Meanwhile, in Saudi Arabia…
While mature retail markets are slowing down and reassessing their next moves, Saudi Arabia is picking up speed, and fast. The country is opening the door to an entirely new kind of consumer landscape. What’s fueling this momentum? A potent mix of demographics, digital fluency, and an appetite for fresh, global experiences.
As Selvane Mohandas du Ménil, Managing Director of the International Association of Department Stores highlighted at the 2025 RLC Global Forum in Riyadh:
- 25% of the population is under 14; 62% are under 30
- Mobile penetration is 115%, and 80% of people are on social media
Translation: This isn’t your average department store customer. This is a market bursting with Gen Z energy, brand obsession, and an expectation that everything—from retail to real estate—should come with a side of experience.
Galleries Lafayette got the memo. It’s planning a Riyadh flagship in 2026, and VP of International Development, Philippe Pedone isn’t thinking racks and registers. “We’re bringing not just a store, but a brand,” he confirmed. That includes VIP rooms, niche brands, and experiences designed for a shopper as comfortable scrolling Net-a-Porter as they are sipping champagne while a stylist flips through the racks on their behalf.

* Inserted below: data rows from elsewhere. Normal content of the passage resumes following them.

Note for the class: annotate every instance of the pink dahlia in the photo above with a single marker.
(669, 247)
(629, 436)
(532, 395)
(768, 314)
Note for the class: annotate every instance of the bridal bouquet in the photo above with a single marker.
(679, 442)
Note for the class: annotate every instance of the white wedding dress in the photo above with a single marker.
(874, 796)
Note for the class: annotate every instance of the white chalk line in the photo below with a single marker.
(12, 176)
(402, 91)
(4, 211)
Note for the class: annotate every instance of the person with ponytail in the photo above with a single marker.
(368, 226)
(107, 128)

It’s “Pretty Woman” minus the judgmental sales staff.
Experience sells
Let’s call it like it is: Amazon, and the entire e-commerce machine, won the product war. Department stores in 2025 simply cannot outdo them in terms of speed, price or convenience. So, they are pivoting from the business of convenience to the business of meaning, leaning into something online retail can’t replicate: emotional engagement, human connection, and experience-driven spaces.
David Wilkinson, Executive Director at Steen & Strøm Oslo, gets it. “Department stores went from category, to brand, to experience,” he said. “Now, it’s about emotional connection.”
That shift aligns perfectly with what economists call the experience economy—a term coined nearly 25 years ago but more relevant now than ever. As consumers, especially younger ones, increasingly prioritize how a brand makes them feel over what it sells, the store becomes a stage. It’s no longer just a space to buy things; it’s a platform to try, play, connect, shop, and share. This is why department stores across the globe are carving out wellness hubs, café lounges, cultural pop-ups, and immersive brand activations. Because in a world of infinite choices, experience is the new competitive edge.
Reinvention vs renovation
Let’s not confuse a facelift with a reinvention. Swapping out floor tiles in the beauty department and adding a QR code to the fitting room may check a few boxes on the omnichannel bingo card, but it’s not innovation.
If department stores in 2025 want to stay relevant, especially in markets evolving as quickly as Saudi Arabia, they’ll need more than cosmetic upgrades. Reinvention starts with a fundamental rethink of what the store is for and not just what it sells.
That means narrowing the lens. The idea of being everything to everyone no longer works. Curation is what wins now, especially in an era where consumers are already drowning in options. It also means investing in actual, human-centered service. The kind that makes a VIP feel like a VIP, that delivers on personalization, and that builds loyalty through relationships, not only promotions.
And finally, it means dropping the one-size-fits-all approach. What resonates with shoppers in Beijing won’t land the same way in Riyadh. Department stores that succeed should be global in brand, but hyper-local in execution.
So, what’s next?
Here’s the good news: The department store isn’t dead. Not by a long shot. It’s just tired of being misunderstood. In Saudi Arabia, with its young, connected, and curious consumers, there’s a blank slate and a massive opportunity.
So, what’s next for department stores in 2025? Hopefully, a wake-up call and then, if they’re lucky, a renaissance.